Step Back in Time at Henry Horton State Park
Laughter drifts up as I stroll down the Duck River Blueway access at Henry Horton State Park. As they say, if you can’t beat ‘em you might as well kick your shoes off and join’em, splashing in the shallows and cooling on a hot day.
The Duck River is a pastoral stream meandering almost 270 miles. An eight-mile canoe trip from the park takes you by scenic bluffs, diverse wildlife and historic areas. The river flows over gravel bars, around islands and along bottomlands. The park’s river access is a popular one for those who want an easy, pretty journey. You can join a ranger-led float trip by calling 931-364-2222.
Bring your own water craft or rent one at a nearby canoe livery. They do a brisk business from Memorial Day through Labor Day, and some liveries will schedule an out-of-season trip for you.
Free flowing for much of its length, the Duck River also attracts anglers pursuing largemouth bass, smallmouth bass, bream, red-eye and catfish. There are plenty of places to fish from the bank.
Henry Horton State Park offers RV and primitive camping along the river. If you prefer creature comforts, stay in one of eight cabins or 72 units in the inn. Whether picnicking along the river, hiking, shooting skeet, swimming or golfing on an 18-hole championship course, there’s so much to see and do within the park’s 1,140 acres.
The park on U.S. Alt. 31, less than an hour drive southwest of Nashville, was developed on land once owned by Henry Horton, Tennessee’s governor from 1927 to 1933. During the late 1700s early settlers crossed the Duck River here at what was then known as Fishing Ford. During the War of 1812, Andrew Jackson used the ford to march his soldiers south to the Battle of Horseshoe Bend and the Battle of New Orleans. The land had been in Horton’s wife’s family, the Wilhoites, since 1845.
Today rusting metal gear works and log-and-stone piers seen along the one-mile Wilhoite Mill Trail remind visitors of those days gone by. A kiosk with old photographs and the local history stands on the north side of the river at the trailhead for Wilhoite and the new River Trail. Along with The Wild Turkey and Hickory Ridge Trails, all four are rated as easy.
It seems fitting that one of Henry Horton Park’s most popular annual events, Step Back In Time, shows how things were done back in the day. On September 13th, from 5-7 p.m., is a social with entertainment in the lobby of the inn celebrating our state park system’s 75th Anniversary.
The main events occur September 14th and 15th when there will be re-enactors in period costumes, old-timey country and bluegrass music-making, blacksmithing, broom making, chair weaving and demonstrators firing flint lock rifles and throwing spears with atlatls. The atlatl, a device used thousands of years ago by Native American hunters, increases the projectile’s velocity and distance. Come give it try.
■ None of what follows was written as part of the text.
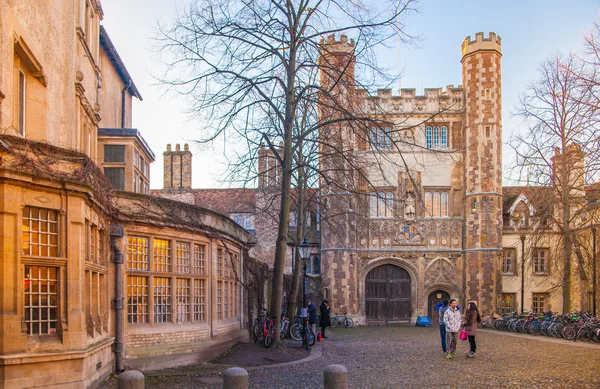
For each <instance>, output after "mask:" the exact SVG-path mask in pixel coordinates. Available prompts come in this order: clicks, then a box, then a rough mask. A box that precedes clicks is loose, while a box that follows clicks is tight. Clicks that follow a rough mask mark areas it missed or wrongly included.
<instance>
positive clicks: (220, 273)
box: [217, 249, 223, 277]
mask: <svg viewBox="0 0 600 389" xmlns="http://www.w3.org/2000/svg"><path fill="white" fill-rule="evenodd" d="M217 276H218V277H223V249H217Z"/></svg>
You may lose yourself in the maze spelling “75th” cut into a large field of native grasses to celebrate the anniversary but save enough strength for the hay bale toss, cross-cut sawing and the annual watermelon seed spitting contest. It may prove to be a pretty serious competition if the three-time champion returns to defend his 30-foot spit.
Farm animals in the petting zoo are likely to be almost as popular as vendors who will offer homemade goods and fresh barbeque. A trackless train with carts will be available to carry folks around to the events and vendors.
5K and 10K races start at 7 a.m. Saturday morning with entry fees benefitting the Hunters for the Hungry program of the Tennessee Wildlife Federation. The program is active statewide but race entry fees will be used to help pay for processing venison donated by sportsmen and women to hunger relief programs in Marshall County.
It’s time to plan for the annual event so you don’t miss a thing.